17 February 2010

my korean grandmother?

when carl makes a good pasta sauce, or homemade gnocci, he jokes "ahh, just like my italian grandmother used to make." he makes the same joke for any other dishes we prepare, which originate from far away lands. lately, we have been honoring my "korean grandmother." this winter, i find myself dead-set on perfecting a couple of korean dishes that i am particularly fond of. i am not necessarily interested in preparing them in the most authentic manner, as i am attempting to replicate something i have tasted before.

*

when i co-taught a food preservation class with stephanie last fall, we did a hands-on demonstation of lacto-fementation. you don't use milk (as i initially wondered), the lacto refers to the lactic acid that is released from vegetables when you agitate them with coarse salt and allow them to ferment at room temperature for a couple of days. those acids serve to preserve the food, and saturate it in irresistible, complex flavors. this process is used in the making of kimchi, a korean sort of sour kraut, which is usually extremely spicy-hot. my friend erica shared some from a (not spicy) batch she had made, and i almost devoured the entire quart jar on the spot. there was something nearly addictive about the taste. it was crunchy, slightly sour, and utterly compelling. my taste buds just couldn't get enough. since then, i have been trying to duplicate it. my first batch wasn't even close. i used something like nappa cabbage, only leafier, and it lacked the crispness i was hoping for. when i tried again, i used a green cabbage head, and this recipe, with a great deal of modification. for instance, i didn't hug my cabbage, but i did infuse it with good vibes--and, apparently too much red chili for my taste. it actually turned out really well, but as it aged, the heat increased, to the point where a table spoon at a time was all i could handle. but, i am encouraged that i came close, and i will keep trying. that recipe calls for fruit, which seems odd to me. i skipped all the fruit, except the lemon, and next time, i won't include it either.
*also pictured here are tsukemono, from my "japanese grandmother." but that is for another post.

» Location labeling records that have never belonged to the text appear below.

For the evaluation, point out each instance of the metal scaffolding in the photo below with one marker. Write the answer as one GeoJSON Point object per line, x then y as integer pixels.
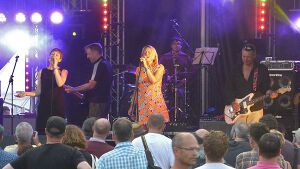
{"type": "Point", "coordinates": [114, 49]}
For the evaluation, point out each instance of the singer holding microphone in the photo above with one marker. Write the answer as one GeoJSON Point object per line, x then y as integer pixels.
{"type": "Point", "coordinates": [50, 90]}
{"type": "Point", "coordinates": [149, 82]}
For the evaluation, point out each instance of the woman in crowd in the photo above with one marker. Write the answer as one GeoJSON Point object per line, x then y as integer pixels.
{"type": "Point", "coordinates": [74, 137]}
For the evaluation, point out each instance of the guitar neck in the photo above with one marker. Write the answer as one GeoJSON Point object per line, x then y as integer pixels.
{"type": "Point", "coordinates": [258, 99]}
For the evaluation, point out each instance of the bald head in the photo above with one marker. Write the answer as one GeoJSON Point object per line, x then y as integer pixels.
{"type": "Point", "coordinates": [182, 139]}
{"type": "Point", "coordinates": [101, 127]}
{"type": "Point", "coordinates": [156, 121]}
{"type": "Point", "coordinates": [202, 133]}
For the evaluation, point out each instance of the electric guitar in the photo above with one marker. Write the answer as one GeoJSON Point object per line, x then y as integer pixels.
{"type": "Point", "coordinates": [77, 94]}
{"type": "Point", "coordinates": [245, 114]}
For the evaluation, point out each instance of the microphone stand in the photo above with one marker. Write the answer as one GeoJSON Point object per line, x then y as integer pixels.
{"type": "Point", "coordinates": [135, 105]}
{"type": "Point", "coordinates": [11, 82]}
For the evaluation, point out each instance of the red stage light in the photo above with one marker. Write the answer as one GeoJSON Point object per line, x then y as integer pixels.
{"type": "Point", "coordinates": [262, 27]}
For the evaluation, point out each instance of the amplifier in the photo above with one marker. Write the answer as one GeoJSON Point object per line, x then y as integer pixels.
{"type": "Point", "coordinates": [282, 65]}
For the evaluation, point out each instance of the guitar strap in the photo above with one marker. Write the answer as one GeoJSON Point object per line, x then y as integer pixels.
{"type": "Point", "coordinates": [254, 85]}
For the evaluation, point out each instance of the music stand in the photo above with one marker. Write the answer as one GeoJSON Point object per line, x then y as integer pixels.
{"type": "Point", "coordinates": [205, 56]}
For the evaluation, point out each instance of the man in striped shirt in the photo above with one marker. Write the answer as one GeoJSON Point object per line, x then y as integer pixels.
{"type": "Point", "coordinates": [124, 155]}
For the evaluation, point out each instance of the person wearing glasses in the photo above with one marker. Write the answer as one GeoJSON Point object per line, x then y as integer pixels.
{"type": "Point", "coordinates": [50, 90]}
{"type": "Point", "coordinates": [149, 81]}
{"type": "Point", "coordinates": [185, 149]}
{"type": "Point", "coordinates": [248, 77]}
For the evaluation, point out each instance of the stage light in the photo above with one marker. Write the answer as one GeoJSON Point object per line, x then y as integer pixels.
{"type": "Point", "coordinates": [105, 27]}
{"type": "Point", "coordinates": [56, 17]}
{"type": "Point", "coordinates": [20, 17]}
{"type": "Point", "coordinates": [297, 23]}
{"type": "Point", "coordinates": [2, 18]}
{"type": "Point", "coordinates": [17, 40]}
{"type": "Point", "coordinates": [36, 18]}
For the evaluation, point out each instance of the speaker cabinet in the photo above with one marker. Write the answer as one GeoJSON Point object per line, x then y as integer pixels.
{"type": "Point", "coordinates": [284, 103]}
{"type": "Point", "coordinates": [7, 122]}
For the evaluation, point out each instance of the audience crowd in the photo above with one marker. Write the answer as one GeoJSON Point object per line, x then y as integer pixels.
{"type": "Point", "coordinates": [259, 145]}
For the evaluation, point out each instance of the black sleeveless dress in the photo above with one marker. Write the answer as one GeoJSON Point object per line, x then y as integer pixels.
{"type": "Point", "coordinates": [51, 100]}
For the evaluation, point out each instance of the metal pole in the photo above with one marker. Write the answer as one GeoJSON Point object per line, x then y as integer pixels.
{"type": "Point", "coordinates": [204, 76]}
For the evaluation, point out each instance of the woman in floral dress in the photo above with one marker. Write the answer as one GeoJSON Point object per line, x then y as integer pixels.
{"type": "Point", "coordinates": [150, 98]}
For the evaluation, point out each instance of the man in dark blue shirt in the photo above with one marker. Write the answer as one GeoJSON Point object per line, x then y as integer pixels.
{"type": "Point", "coordinates": [99, 85]}
{"type": "Point", "coordinates": [5, 157]}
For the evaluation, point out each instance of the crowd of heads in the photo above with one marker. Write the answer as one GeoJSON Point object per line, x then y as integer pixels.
{"type": "Point", "coordinates": [186, 146]}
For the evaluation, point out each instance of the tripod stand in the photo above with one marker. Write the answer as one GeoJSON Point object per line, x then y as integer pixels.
{"type": "Point", "coordinates": [11, 82]}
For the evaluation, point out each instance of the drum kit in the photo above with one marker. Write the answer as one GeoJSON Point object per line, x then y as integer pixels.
{"type": "Point", "coordinates": [174, 89]}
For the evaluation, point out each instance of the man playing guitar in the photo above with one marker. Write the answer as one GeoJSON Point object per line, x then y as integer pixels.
{"type": "Point", "coordinates": [249, 77]}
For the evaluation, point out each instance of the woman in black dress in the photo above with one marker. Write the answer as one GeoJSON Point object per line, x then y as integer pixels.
{"type": "Point", "coordinates": [50, 90]}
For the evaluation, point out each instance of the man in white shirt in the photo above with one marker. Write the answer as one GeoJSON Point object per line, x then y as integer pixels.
{"type": "Point", "coordinates": [159, 145]}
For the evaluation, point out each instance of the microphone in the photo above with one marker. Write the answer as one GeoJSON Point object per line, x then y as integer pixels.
{"type": "Point", "coordinates": [174, 21]}
{"type": "Point", "coordinates": [141, 58]}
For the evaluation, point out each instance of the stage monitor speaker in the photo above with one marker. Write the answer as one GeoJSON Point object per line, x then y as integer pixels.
{"type": "Point", "coordinates": [215, 125]}
{"type": "Point", "coordinates": [284, 104]}
{"type": "Point", "coordinates": [17, 119]}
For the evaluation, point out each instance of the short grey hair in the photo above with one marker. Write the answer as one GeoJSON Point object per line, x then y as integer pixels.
{"type": "Point", "coordinates": [24, 133]}
{"type": "Point", "coordinates": [241, 130]}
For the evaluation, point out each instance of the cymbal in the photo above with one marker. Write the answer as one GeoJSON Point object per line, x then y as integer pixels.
{"type": "Point", "coordinates": [126, 68]}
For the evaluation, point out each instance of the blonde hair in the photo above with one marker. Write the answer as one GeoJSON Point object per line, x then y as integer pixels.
{"type": "Point", "coordinates": [153, 52]}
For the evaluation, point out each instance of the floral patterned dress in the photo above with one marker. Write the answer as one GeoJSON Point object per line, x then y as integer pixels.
{"type": "Point", "coordinates": [150, 97]}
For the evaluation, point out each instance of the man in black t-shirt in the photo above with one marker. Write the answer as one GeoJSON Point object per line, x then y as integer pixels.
{"type": "Point", "coordinates": [248, 77]}
{"type": "Point", "coordinates": [52, 155]}
{"type": "Point", "coordinates": [99, 85]}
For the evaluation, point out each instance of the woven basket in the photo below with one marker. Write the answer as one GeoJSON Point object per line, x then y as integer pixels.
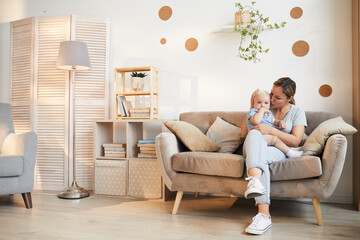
{"type": "Point", "coordinates": [242, 18]}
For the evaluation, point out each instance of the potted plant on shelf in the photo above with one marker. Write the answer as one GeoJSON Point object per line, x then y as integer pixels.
{"type": "Point", "coordinates": [137, 81]}
{"type": "Point", "coordinates": [249, 23]}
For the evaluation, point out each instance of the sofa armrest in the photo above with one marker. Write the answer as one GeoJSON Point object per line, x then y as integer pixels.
{"type": "Point", "coordinates": [332, 163]}
{"type": "Point", "coordinates": [167, 145]}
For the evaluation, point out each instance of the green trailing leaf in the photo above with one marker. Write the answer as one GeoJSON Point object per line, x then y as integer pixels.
{"type": "Point", "coordinates": [258, 23]}
{"type": "Point", "coordinates": [138, 74]}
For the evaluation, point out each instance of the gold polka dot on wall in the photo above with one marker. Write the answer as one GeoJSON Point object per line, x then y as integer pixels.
{"type": "Point", "coordinates": [300, 48]}
{"type": "Point", "coordinates": [163, 41]}
{"type": "Point", "coordinates": [296, 12]}
{"type": "Point", "coordinates": [325, 90]}
{"type": "Point", "coordinates": [165, 13]}
{"type": "Point", "coordinates": [191, 44]}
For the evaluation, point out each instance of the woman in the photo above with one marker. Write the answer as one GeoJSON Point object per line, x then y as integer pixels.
{"type": "Point", "coordinates": [258, 155]}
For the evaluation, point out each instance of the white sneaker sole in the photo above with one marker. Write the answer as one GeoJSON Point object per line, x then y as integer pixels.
{"type": "Point", "coordinates": [252, 193]}
{"type": "Point", "coordinates": [257, 231]}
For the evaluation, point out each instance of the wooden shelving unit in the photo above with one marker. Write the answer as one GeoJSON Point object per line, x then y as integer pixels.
{"type": "Point", "coordinates": [129, 176]}
{"type": "Point", "coordinates": [121, 87]}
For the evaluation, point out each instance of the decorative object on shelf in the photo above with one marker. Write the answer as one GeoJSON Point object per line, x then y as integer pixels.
{"type": "Point", "coordinates": [250, 31]}
{"type": "Point", "coordinates": [73, 55]}
{"type": "Point", "coordinates": [296, 12]}
{"type": "Point", "coordinates": [137, 81]}
{"type": "Point", "coordinates": [165, 13]}
{"type": "Point", "coordinates": [147, 148]}
{"type": "Point", "coordinates": [242, 18]}
{"type": "Point", "coordinates": [134, 175]}
{"type": "Point", "coordinates": [114, 150]}
{"type": "Point", "coordinates": [300, 48]}
{"type": "Point", "coordinates": [325, 90]}
{"type": "Point", "coordinates": [130, 96]}
{"type": "Point", "coordinates": [191, 44]}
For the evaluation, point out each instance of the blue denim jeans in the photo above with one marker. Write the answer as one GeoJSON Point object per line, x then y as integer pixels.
{"type": "Point", "coordinates": [259, 155]}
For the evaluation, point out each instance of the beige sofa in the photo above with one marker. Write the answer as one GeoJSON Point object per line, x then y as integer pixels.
{"type": "Point", "coordinates": [312, 177]}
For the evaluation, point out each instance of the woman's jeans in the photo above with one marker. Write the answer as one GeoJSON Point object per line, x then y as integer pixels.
{"type": "Point", "coordinates": [259, 155]}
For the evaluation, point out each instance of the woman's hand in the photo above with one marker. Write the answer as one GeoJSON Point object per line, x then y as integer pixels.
{"type": "Point", "coordinates": [264, 129]}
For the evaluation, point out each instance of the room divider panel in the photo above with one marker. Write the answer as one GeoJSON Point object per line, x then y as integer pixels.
{"type": "Point", "coordinates": [40, 94]}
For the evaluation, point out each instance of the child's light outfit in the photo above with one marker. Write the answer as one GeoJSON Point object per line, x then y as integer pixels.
{"type": "Point", "coordinates": [266, 120]}
{"type": "Point", "coordinates": [259, 155]}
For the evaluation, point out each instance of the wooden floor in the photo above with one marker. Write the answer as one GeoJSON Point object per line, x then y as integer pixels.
{"type": "Point", "coordinates": [100, 217]}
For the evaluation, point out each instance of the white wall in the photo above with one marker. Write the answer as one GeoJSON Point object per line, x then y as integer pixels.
{"type": "Point", "coordinates": [213, 77]}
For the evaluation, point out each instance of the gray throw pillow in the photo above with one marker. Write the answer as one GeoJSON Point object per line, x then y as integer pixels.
{"type": "Point", "coordinates": [225, 134]}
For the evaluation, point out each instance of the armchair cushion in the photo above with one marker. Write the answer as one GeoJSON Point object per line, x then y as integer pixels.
{"type": "Point", "coordinates": [209, 163]}
{"type": "Point", "coordinates": [225, 134]}
{"type": "Point", "coordinates": [314, 144]}
{"type": "Point", "coordinates": [11, 166]}
{"type": "Point", "coordinates": [296, 168]}
{"type": "Point", "coordinates": [191, 136]}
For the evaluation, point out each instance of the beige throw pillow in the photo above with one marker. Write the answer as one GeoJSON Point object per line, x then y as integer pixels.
{"type": "Point", "coordinates": [225, 134]}
{"type": "Point", "coordinates": [314, 144]}
{"type": "Point", "coordinates": [191, 136]}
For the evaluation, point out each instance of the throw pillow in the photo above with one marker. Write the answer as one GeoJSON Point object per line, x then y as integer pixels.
{"type": "Point", "coordinates": [191, 136]}
{"type": "Point", "coordinates": [315, 143]}
{"type": "Point", "coordinates": [225, 134]}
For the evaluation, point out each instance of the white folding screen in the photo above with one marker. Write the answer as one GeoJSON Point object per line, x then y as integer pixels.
{"type": "Point", "coordinates": [22, 72]}
{"type": "Point", "coordinates": [91, 93]}
{"type": "Point", "coordinates": [40, 94]}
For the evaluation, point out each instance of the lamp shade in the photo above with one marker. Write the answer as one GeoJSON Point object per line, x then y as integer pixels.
{"type": "Point", "coordinates": [73, 55]}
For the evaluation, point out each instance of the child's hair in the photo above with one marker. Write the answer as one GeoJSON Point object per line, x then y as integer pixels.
{"type": "Point", "coordinates": [261, 91]}
{"type": "Point", "coordinates": [288, 86]}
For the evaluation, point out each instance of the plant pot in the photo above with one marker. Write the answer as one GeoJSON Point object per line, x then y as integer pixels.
{"type": "Point", "coordinates": [242, 18]}
{"type": "Point", "coordinates": [137, 84]}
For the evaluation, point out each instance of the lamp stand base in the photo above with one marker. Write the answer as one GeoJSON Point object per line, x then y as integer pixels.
{"type": "Point", "coordinates": [74, 192]}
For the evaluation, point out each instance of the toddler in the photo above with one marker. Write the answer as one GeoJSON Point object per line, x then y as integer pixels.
{"type": "Point", "coordinates": [261, 114]}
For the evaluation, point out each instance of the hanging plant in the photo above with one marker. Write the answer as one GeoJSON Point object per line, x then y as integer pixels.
{"type": "Point", "coordinates": [249, 23]}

I've also been making korean-style vegetable pancakes (pa jun). i first tasted these at a lovely little korean bar-b-que in, of all places, the town i grew up in, in southern missouri. as a vegetarian, the pancakes were pretty much my only option at that place, but they were terribly delicious. it has been twenty years, and i have never forgotten them. i only started making them at home this fall, after tasting some less-than-satisfying ones at a korean church fundraiser, here in town. i looked up recipes on the web, found this informative, and slightly amusing video, then started experimenting on my own. i find that making a bunch of small ones, is easier for me than a single, pan-sized one, and also offers more surface area for the crispy edges, which is the whole point, as far as i'm concerned. they are very easy to make, which surprised me, because i have a habit of really messing up breakfast pancakes. what's different about these is that you're not going for fluffy and light. it's flat and crispy you're after. so, you can flatten them out with the spatula, as they are browning in the skillet. we keep fizzy water by the case in our house, so when i found a recipe that included seltzer, i knew it was the one for me. you can use whatever vegetable combination appeals to you, as long as it includes tons of scallions. below is what i prefer. serve with a simple soy sauce, rice vinegar and sesame oil mixture, for dipping, and of course, kimchi on the side.
mmmm. just like my korean grandmother, in springfield, missouri!

pa jun (korean pancake)

1 cup all purpose flour
1 1/4 cup seltzer water (plain water is fine too)
1 egg, beaten
1/2 teaspoon salt
dash of white pepper

two bunches of scallions, sliced in half lengthwise, then chopped diagonally, about 2 inches long
1 carrot, julienne cut
a few mushrooms, thinly sliced
1/2 hot green chili
olive oil

first, prepare all the vegetables. then mix the batter. add the vegetables and stir, just enough to coat them in the batter. heat some oil (a tablespoon or so) in a heavy skillet. once the oil is hot, drop about a half cup of batter in, and spread the vegetables out. repeat, for as many as will fit in your skillet. cook over medium high heat, until the bottom browns nicely, then flip, to brown the other side. at this point, you can press down on the pancake, with at spatula, to flatten, and spread any uncooked batter out into the pan. add more oil if needed. when both sides are crispy, remove from heat. these are best when eaten just off the stove. you can keep them warming on a baking pan in the oven while you cook the rest, but they tend to lose their crunch.


2 comments:

6512 and growing said...

Lacto-fermentation is very sexy. Glad to read about it here!

TeresaR said...

Thank you!!! I'm showing dh this. I hope we can duplicate your success. We won't be trying until we grow our next crop of nappa cabbage though.